河原町を歩けば「こんちきちん」と祇園囃子が胸を焦らせる。今年の夏はなぜか恋の予感がするのだ。

コメント(10)

『よお! お疲れ! もう上がりかい?』
本社ビルのエレベーターホールで、同じ課の竹田輝が声を掛けてきた。
『はい。今日は部長が出張なので。。』
『あぁ!そうだったなぁ』
竹田はふと、自分の腕時計に目をやった。
彼は少し照れながら、
『俺の友達で、見崎っていうやつがいて、祇園で焼き鳥屋を開いたんだ。それが、今日開店なんだ。どう?付き合わないかい?』
凛としたエレベーターホールに凛とした背広姿の男達。
ただ、輝はそこにいるどの男とも少し違っていた。
よれよれのYシャツのボタンはなぜか弟4ボタンだけが外れている。
ネクタイはそのYシャツの上で結ばれているというか、巻かれていた。
大柄なその肩の上に背広を乗せ、少し困った顔をするとかれはもう一度時計をのぞきこみ、私の返事を催促する。

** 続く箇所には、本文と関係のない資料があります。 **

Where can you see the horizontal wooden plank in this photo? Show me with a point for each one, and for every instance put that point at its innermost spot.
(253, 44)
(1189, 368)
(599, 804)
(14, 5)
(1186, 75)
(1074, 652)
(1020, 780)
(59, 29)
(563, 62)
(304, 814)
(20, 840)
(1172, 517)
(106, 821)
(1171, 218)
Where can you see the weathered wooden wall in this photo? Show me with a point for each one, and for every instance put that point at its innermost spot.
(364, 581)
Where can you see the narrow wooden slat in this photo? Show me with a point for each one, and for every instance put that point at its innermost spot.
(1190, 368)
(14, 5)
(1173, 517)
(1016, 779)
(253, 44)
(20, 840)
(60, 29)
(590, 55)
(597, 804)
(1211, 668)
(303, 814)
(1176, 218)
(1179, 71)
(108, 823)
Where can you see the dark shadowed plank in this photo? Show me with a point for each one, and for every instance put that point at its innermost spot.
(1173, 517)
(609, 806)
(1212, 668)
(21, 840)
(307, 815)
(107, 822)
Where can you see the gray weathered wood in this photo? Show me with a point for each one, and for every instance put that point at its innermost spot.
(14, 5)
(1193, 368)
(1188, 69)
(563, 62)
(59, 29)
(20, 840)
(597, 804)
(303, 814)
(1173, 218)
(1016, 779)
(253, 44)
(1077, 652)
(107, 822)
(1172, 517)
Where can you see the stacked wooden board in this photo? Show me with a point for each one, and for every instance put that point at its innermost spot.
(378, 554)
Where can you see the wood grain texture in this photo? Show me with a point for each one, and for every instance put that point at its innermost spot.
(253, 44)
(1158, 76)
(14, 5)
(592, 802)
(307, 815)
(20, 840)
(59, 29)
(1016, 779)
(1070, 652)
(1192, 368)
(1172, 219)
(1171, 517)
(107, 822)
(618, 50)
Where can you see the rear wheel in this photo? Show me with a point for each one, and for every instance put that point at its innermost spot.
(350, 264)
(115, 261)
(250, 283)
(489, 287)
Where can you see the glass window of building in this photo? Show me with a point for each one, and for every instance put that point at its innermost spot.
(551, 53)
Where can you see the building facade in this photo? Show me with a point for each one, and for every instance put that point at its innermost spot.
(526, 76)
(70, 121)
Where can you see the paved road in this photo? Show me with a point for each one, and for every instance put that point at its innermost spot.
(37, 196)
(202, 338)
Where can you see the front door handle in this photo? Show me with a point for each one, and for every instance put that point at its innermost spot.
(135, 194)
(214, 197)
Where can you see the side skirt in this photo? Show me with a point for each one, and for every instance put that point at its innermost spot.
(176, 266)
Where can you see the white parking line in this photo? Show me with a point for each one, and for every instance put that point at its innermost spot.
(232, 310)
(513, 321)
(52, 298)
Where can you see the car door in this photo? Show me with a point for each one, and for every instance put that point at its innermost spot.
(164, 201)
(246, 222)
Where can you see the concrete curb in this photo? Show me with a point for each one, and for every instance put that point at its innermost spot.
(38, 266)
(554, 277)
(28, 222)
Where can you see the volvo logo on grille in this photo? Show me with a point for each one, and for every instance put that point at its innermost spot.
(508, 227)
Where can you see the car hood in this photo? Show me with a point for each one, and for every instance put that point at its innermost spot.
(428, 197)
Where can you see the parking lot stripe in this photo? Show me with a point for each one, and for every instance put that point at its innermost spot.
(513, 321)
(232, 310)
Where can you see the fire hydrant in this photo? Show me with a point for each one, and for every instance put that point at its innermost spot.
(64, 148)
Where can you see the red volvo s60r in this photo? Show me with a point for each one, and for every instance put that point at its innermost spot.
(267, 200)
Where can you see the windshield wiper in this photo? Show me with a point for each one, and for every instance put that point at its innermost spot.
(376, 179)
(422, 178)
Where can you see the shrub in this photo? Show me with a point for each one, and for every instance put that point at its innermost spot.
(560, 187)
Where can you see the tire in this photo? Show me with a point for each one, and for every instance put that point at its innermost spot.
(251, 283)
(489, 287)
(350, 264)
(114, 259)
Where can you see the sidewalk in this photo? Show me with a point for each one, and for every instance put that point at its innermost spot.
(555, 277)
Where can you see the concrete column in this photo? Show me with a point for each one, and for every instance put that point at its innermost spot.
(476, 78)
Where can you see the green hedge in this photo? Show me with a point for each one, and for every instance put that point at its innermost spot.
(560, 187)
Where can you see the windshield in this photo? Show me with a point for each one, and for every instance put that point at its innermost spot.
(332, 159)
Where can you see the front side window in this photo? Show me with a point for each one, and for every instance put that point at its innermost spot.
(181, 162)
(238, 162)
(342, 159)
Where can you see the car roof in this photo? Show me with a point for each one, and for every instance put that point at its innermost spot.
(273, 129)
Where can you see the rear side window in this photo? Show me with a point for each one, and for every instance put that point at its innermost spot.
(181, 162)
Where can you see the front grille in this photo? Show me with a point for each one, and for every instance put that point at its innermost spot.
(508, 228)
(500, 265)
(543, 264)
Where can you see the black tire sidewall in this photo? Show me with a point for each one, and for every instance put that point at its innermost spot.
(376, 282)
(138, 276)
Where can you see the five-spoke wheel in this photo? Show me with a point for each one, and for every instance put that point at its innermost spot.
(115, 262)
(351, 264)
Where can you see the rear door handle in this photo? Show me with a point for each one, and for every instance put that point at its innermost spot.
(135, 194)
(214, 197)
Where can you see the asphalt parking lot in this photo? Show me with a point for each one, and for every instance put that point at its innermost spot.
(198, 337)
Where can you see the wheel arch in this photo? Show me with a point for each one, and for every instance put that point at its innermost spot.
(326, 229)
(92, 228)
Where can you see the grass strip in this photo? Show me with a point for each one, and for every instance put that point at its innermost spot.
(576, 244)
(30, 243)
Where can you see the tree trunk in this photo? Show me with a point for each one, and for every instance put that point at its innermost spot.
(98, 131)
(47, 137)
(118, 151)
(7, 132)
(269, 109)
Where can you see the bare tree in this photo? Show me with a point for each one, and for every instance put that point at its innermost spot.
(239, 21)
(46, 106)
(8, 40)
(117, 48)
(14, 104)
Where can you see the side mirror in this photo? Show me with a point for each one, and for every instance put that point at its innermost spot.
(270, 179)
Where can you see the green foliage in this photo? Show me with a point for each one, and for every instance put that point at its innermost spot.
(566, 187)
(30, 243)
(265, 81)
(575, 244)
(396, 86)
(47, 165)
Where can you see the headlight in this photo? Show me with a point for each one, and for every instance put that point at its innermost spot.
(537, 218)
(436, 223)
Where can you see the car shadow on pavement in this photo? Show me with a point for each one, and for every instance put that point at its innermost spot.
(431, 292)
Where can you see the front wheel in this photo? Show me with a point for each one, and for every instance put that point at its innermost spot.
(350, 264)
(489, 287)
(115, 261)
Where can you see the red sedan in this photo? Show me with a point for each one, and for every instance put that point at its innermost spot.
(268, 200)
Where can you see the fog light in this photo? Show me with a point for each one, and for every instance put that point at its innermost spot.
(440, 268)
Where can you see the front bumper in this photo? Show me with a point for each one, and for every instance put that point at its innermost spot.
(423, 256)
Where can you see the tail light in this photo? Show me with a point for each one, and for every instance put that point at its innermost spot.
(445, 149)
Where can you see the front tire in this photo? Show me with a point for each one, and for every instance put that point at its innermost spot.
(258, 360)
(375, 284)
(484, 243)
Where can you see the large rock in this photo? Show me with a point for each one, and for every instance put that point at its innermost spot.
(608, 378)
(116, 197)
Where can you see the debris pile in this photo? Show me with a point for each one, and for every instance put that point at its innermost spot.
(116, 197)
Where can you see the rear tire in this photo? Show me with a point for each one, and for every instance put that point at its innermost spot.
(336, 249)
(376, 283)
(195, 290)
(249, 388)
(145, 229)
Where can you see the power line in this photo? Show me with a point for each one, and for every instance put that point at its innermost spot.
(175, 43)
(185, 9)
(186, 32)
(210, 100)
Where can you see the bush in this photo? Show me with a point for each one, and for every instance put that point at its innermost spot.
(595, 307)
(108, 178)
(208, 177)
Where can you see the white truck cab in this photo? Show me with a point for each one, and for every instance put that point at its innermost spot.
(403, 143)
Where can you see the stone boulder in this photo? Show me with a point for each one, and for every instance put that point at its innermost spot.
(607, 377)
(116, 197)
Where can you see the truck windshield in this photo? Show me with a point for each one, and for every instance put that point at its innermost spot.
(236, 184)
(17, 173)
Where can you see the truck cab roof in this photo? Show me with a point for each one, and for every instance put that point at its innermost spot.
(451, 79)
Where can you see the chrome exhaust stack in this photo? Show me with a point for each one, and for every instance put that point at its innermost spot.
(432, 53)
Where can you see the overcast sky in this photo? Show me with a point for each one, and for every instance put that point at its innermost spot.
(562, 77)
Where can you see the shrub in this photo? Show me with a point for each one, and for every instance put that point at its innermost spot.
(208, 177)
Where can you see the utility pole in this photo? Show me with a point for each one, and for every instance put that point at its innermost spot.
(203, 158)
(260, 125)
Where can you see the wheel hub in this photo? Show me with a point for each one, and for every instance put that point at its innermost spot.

「だめかな?ほら、今日から吉符入だしさ。こう?なに?お祭りっぽくドカーンとやらかさないかい?!」

エレベーターホールに彼のドカーンという声が木霊する。
隣でエレベーターを待つ背広姿の男達は目を何事かとこちらに視線を注いでいる。
あんまり大きな声なので少しクスクスと笑ってしまった。

「ああ、ごめん、ちょっと声がでかかったな・・・」
私はこの人を嫌いではない。
全員が同じ顔に見えるこの会社で輝だけはなにか特別な雰囲気をだしていたし、私はそういうのが大好きだ。
せっかくの祇園祭の始まり。この人と過ごすことにしてみよう。

「すこし、声が大きいくらいの方が気持ちいいですよ。さ、行きましょ。その焼き鳥屋さんの最初のお客さんにならないと。」

機械的な音が鳴りエレベーターがやってくる。
エレベーターの中は無機質だったけど少しだけ夏の匂いがした。
祇園祭というと7月17日の山鉾巡行、前日の宵山、その前の宵々山が全国的に騒がれる。しかし、本来は7月1日の吉符入りから7月31日の夏越祭までが祇園祭である。その吉符入りとは南観音山関係者が八坂神社の神官さんにお祓いをしてもらい、無事に祇園祭各行事が行われるように祈願することをいう。吉符入り後の夕刻には、祇園祭本番に向けて巡行当日の浴衣姿で囃子稽古の総仕上げを行う。全国的に見ると小さな行事かもしれないが、京都では大きな神事のはじまりでああり、全てのはじまりといわれる。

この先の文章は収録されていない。